第45話 人生の中に変化あり

 野球に必要なフィジカルというのは、どういうものだろうか。

 一般的に野球に限らず、ほとんどのスポーツにおいては、体が大きく体重が重い方が有利である。

 それは身長の高さが骨格の大きさに関連し、骨格の大きさが筋肉の量に関連するからである。

 白石大介を除く。


 白石大介という存在は、野球の、スポーツの基本的な前提に喧嘩を売っている存在である。

 不条理なほどの強打者。そして巧打者とも言える、異常なまでの三振の少なさ。

 彼のバッティング技術に、まともな理論は役に立たない。

 これまでに一試合をかけて彼と戦い、勝利したピッチャーはいない。

 そんな数々の逸話を持つ、既に伝説になりかけている彼も、人間としてはただの高校生であった。

 そして当然ながら人間の親から生まれていて、親元で生活をしている。


 だからごく平凡な問題が、自分の責任ではないが降りかかってくる。

 たとえば親の再婚話などである。

「……けっこういきなりだよな」

「いつ言おうか、ずっと迷ってたんだけどね」

 高校に入ってからの大介は、春先まではともかく、それからはずっと野球に専念してきた。

 とにかく野球ばかりしてきて、母は仕事に忙しく、家の中では祖父母と過ごすことが多かった。


 それに引っ越してきてからは、時折体調の悪くなる祖父のこともあって、こういった話題はなかなかしにくいものであった。

 野球のオフシーズンになり、大介もちょっと落ち着いたということで、そういう話が出たということだ。

「再婚自体には反対しないけど」

 母がほっとするのを見て、大介としては戸惑うばかりである。

「引っ越したりすんの? それに名字とか変わったり?」

「それをこれから話し合いたいのよ」

「まず大前提として婆ちゃんは?」

 同席して聞いていた祖母は、特にこれまで何も言わない。

「あたしのことはいいからね。
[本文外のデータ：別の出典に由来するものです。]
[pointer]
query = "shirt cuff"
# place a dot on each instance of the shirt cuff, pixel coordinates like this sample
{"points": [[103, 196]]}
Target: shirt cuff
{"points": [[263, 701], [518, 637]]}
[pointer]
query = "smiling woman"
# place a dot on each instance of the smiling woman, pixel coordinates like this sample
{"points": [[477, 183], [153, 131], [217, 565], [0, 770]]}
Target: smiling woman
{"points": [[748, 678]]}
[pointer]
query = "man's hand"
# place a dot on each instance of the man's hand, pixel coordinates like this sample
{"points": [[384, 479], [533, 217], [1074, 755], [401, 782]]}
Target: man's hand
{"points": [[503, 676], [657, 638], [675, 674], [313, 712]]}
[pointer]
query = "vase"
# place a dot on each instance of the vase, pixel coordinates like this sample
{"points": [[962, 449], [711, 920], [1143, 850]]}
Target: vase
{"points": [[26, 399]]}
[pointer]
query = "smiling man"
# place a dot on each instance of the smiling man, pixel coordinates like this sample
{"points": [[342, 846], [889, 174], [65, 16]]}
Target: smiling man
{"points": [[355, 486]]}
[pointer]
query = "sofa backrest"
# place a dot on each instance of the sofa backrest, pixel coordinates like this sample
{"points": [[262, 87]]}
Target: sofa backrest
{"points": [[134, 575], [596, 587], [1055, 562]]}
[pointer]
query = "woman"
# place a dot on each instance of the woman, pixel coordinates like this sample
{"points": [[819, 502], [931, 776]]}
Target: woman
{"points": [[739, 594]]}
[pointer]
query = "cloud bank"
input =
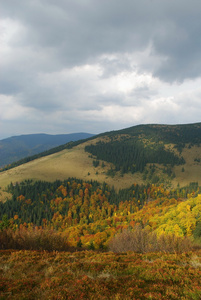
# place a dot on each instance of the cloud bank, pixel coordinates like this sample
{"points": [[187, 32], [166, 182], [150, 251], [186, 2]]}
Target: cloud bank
{"points": [[71, 66]]}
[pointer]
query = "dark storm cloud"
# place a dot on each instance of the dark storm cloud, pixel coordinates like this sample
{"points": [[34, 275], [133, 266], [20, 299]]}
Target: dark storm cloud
{"points": [[68, 56]]}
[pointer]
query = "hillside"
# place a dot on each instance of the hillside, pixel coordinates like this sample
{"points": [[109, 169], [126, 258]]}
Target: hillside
{"points": [[17, 147], [168, 154]]}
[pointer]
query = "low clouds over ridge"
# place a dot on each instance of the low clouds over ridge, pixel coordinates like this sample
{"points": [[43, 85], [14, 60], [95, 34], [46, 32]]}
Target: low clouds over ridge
{"points": [[69, 66]]}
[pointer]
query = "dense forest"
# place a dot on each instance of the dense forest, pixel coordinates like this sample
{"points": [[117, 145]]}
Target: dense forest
{"points": [[138, 139], [90, 213]]}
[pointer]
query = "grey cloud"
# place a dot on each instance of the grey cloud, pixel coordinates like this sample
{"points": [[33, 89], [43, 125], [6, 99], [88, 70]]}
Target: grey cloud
{"points": [[78, 33]]}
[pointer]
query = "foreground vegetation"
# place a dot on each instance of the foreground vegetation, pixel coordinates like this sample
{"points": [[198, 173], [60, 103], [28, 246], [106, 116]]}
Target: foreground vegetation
{"points": [[74, 239], [97, 275]]}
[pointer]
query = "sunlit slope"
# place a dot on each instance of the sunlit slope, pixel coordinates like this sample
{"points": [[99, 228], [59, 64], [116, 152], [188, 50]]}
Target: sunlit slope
{"points": [[73, 162], [170, 154], [77, 163]]}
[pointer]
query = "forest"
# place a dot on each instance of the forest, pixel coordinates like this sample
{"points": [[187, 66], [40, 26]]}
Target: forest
{"points": [[76, 239], [90, 213]]}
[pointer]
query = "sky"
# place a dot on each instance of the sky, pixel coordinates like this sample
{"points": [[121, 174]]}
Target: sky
{"points": [[93, 66]]}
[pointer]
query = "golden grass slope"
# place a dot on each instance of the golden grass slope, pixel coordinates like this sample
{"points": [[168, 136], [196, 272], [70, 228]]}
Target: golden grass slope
{"points": [[76, 162]]}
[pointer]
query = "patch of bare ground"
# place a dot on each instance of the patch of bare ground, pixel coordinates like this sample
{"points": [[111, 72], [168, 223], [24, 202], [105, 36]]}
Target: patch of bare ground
{"points": [[77, 163], [67, 163]]}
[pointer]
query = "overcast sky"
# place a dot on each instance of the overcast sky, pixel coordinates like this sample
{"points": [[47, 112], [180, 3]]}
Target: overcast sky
{"points": [[98, 65]]}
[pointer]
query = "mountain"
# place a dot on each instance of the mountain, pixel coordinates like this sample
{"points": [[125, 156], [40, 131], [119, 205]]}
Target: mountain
{"points": [[168, 154], [17, 147]]}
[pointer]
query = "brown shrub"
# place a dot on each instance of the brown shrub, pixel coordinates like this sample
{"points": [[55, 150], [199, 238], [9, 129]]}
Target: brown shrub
{"points": [[34, 239], [142, 240]]}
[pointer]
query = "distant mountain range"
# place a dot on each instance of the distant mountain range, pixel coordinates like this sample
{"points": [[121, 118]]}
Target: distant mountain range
{"points": [[143, 154], [17, 147]]}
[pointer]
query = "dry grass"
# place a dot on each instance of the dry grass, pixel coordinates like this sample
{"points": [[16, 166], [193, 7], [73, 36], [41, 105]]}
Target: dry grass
{"points": [[142, 241], [33, 239], [77, 163]]}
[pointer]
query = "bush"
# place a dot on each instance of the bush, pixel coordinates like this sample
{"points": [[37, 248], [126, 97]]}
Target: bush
{"points": [[33, 239], [142, 240]]}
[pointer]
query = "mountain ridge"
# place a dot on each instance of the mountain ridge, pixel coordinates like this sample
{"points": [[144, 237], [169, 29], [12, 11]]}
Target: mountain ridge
{"points": [[153, 153]]}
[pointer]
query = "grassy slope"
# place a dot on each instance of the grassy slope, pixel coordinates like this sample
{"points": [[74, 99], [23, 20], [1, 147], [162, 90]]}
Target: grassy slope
{"points": [[92, 275], [76, 163]]}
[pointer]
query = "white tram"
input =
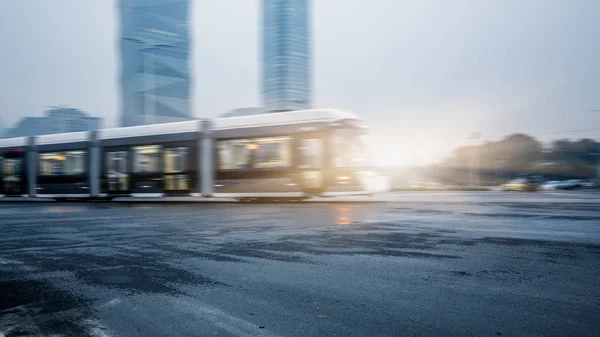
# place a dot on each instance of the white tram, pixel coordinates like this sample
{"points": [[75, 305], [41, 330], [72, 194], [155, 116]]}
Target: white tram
{"points": [[286, 155]]}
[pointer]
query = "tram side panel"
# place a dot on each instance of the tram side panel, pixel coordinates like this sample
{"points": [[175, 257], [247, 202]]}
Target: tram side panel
{"points": [[153, 165], [63, 170], [13, 170], [268, 161]]}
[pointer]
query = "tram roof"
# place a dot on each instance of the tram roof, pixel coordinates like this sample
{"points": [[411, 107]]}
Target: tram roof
{"points": [[59, 138], [13, 142], [287, 117], [152, 129]]}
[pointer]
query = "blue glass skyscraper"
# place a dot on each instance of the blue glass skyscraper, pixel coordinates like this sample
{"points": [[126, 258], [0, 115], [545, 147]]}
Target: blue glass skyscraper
{"points": [[286, 55], [155, 49]]}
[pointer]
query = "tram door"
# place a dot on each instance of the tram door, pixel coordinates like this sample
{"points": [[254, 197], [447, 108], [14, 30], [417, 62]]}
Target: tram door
{"points": [[116, 171], [177, 180], [11, 176], [311, 164]]}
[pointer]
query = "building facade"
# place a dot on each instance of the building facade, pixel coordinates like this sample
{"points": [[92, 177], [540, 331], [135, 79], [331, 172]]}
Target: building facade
{"points": [[57, 120], [154, 50], [286, 55]]}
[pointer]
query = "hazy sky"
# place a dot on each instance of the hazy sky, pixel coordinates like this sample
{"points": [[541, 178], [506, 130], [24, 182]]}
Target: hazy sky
{"points": [[425, 74]]}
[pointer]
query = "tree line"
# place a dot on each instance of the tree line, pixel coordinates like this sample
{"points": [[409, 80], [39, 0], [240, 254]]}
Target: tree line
{"points": [[518, 155]]}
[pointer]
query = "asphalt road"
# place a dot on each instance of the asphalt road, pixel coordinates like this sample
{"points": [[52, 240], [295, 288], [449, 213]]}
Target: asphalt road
{"points": [[418, 264]]}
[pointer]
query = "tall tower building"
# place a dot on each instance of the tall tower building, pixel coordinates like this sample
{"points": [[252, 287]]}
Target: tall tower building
{"points": [[155, 50], [286, 55]]}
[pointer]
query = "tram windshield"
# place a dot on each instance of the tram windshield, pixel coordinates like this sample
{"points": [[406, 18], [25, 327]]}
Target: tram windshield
{"points": [[351, 149]]}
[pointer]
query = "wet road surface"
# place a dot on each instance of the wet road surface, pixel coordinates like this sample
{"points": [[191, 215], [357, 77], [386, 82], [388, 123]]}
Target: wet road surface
{"points": [[452, 264]]}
あんたの好きにしたらいいんだよ。ただ大ちゃんのことは、考えてやらないとね」

 娘と孫のことが大事で、自分のことはどうでもいいと。


 大介としては母の思うとおりにすればいいとは思うのだが、学校の転校があるのだけは困る。

 それに向こうの家にしても、いきなり母親はともかく、その連れ子までが来るのは戸惑いがあるのではないか。

「あっちはどういう家族構成なの?」

「もうご両親もなくなっていて、娘さんたちが二人いるの。あんたの三つ上と、一つ下ね」

「あ~……ちょっと考えさせて」

 たっぷりの夕食を前にして、珍しく食欲が湧かない大介であった。




 白富東はその日の練習内容にもよるが、練習中におやつを食べる。

 おやつと言ってもお菓子ではない。補給である。

 近隣で米農家をしてるOBがいるのだが、それが差し入れとして持ってきてくれるのだ。
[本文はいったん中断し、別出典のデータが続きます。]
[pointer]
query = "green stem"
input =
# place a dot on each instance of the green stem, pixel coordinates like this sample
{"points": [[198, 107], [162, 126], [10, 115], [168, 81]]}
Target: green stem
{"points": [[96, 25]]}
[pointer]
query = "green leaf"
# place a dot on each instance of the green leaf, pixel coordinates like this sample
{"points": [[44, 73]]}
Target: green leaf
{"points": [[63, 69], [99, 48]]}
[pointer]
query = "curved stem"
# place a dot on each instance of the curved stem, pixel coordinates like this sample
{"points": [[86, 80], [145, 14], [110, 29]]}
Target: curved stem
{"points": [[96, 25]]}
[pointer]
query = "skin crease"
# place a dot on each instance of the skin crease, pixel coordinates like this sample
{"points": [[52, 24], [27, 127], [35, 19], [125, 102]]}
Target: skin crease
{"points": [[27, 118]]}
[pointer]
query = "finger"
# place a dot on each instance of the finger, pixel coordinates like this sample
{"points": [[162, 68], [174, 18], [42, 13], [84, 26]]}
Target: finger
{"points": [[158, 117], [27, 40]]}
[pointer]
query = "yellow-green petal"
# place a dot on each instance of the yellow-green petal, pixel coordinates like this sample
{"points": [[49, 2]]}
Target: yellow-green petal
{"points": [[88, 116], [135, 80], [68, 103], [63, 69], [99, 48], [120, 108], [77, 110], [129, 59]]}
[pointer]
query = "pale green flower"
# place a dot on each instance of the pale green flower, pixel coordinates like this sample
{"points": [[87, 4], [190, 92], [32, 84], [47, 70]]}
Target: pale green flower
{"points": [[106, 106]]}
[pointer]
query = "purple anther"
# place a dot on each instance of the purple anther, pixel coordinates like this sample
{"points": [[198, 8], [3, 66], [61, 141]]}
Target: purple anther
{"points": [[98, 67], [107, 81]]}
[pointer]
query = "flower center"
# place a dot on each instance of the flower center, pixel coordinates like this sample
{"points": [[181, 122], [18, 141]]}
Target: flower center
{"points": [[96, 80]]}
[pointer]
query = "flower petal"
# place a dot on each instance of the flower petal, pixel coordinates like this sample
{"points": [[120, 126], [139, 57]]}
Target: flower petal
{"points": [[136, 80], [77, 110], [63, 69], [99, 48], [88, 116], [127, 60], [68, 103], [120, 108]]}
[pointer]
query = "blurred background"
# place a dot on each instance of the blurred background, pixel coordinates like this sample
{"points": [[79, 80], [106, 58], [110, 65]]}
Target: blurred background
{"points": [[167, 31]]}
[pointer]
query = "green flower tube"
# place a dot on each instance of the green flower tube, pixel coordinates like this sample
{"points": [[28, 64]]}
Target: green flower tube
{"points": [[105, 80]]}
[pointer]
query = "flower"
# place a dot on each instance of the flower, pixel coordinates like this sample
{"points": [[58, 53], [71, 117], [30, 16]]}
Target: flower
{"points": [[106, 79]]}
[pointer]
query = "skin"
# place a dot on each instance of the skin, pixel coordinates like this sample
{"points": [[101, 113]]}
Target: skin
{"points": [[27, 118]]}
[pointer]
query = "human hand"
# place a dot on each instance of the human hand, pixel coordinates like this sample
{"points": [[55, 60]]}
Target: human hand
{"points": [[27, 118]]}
 運動中の栄養補給は重要なので、白富東のガチ野球勢は、一日五食以上は食べている者もいる。

 それでも太らないのだから、体育会系の消費量恐るべしである。


 その大介の食事の量が、わずかに減っていることに、当然ながら周囲は気付く。

「どうしたの? 梅干にする? 豚汁もつける?」

 ご飯係をしてくれている双子が、こちらをひょこっと覗き込んでくる。

「いや、ちょっと考え事をしてるだけだって」

 しかしそもそも、大介がそんな深刻な顔をすることが珍しい。

「期末テストは、一応赤点はなかったんだろ?」

「ちげーよ。補習受けるわけにはいかなかったから、必死で勉強したっつーの」


 こいつがそれ以外に何を悩むというのか、野球部の連中には分からない。

「ひょっとして、お母さんのこと?」

 こっそりと耳元で囁かれる。大介は耳が弱い。だがそんなことはどうでもいい。

「え、なんで知ってんだ?」

「病院に行った時に偶然聞いちゃった」

 それは双子は悪くない。


 部員たちの注意が集まっている。一人直史は、知らん顔をしているが、それがむしろ「知ってる」と物語っている。

 大介にとって野球部の皆は、全員が友人とまではいかないが、ある意味友人よりも大切な仲間だ。

「なんか悩みがあるなら聞くけどさ。キャプテンとしては、部員の私生活でも、なんとかアドバイスしたいし」

 ジンの言葉に、甘えることにした大介である。




「優先順位をつけるべきだな」

 女のこと以外は何事も計算高い直史の言葉である。

「あと譲れるところと譲れないところだ」

 人生には捨てるべきものと、捨ててはいけないものとがある。


 ちなみにこの場合、大介の母が再婚して引越し、大介の住所が遠くに変わっても、大介が転校する必要はない。

 こういう場合は下宿なり親戚の家なりという選択が出来るのである。

「相手は医者かあ」

「開業医じゃないんだよな?」

「でも大学病院とかじゃないんなら、ちゃんと高給取りのはずだぞ」

「よく知ってるな」

「うちも医者だし。俺も医者目指してるし」


 白富東は忘れられることが多いが進学校である。

 野球研究班の中には体力をつけるため、それなりに同じメニューをやっている者も多いのだ。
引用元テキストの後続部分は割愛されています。